When Kemeny and Kurtz developed BASIC, they did not patent or protect their invention in any way. This enabled the growth and differentiation of BASIC dialects. Around 1970, Gordon Eubanks Jr. developed BASIC-E while pursuing his Masters at the Naval Postgraduate School, under the suggestion of Gary Kildall. BASIC-E translated to an intermediate code — similar to what Java later used — allowing programmers to sell software in intermediate form without revealing their source code.

During this time, Eubanks also met Alan Cooper and Keith Parsons, who were keen on starting a software company. Since Eubanks had kept BASIC-E in the public domain, he gave them a copy of the source code.

The Second Wind

Eubanks, Cooper, and Parsons met again in 1977 at the first West Coast Computer Faire.
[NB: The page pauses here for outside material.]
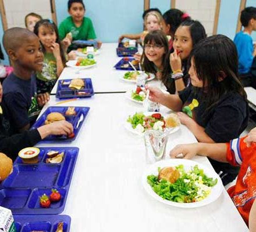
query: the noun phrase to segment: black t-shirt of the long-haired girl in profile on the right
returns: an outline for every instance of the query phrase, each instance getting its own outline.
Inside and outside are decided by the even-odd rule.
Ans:
[[[179,97],[183,102],[183,111],[191,114],[197,124],[204,127],[205,133],[216,143],[229,142],[239,137],[246,129],[249,117],[248,104],[239,93],[226,93],[210,110],[206,108],[207,95],[196,93],[193,86],[179,92]],[[235,177],[239,172],[239,167],[211,159],[209,161],[216,173],[222,172],[224,175],[227,173]],[[233,177],[226,181],[223,178],[223,184],[228,183]]]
The trio decided to work together on another BASIC project. It was an all-night affair — sitting until three in the morning in Cooper's place in Vallejo, drinking Cokes, poring over listings, and deciding what statements to put in the language. Sometimes the selection was less than scientific:

"Why don't you put a WHILE loop in?" Eubanks would answer, "Sounds good to me," and in it would go.

The result was CBASIC — a more structured, procedural BASIC designed to reduce "spaghetti code." Unlike BASIC-E, CBASIC was commercial and sold for $100. It was an immediate success. It helped mature the software industry from a hobby domain into a real business — software was no longer something to share freely, but a product people would pay for.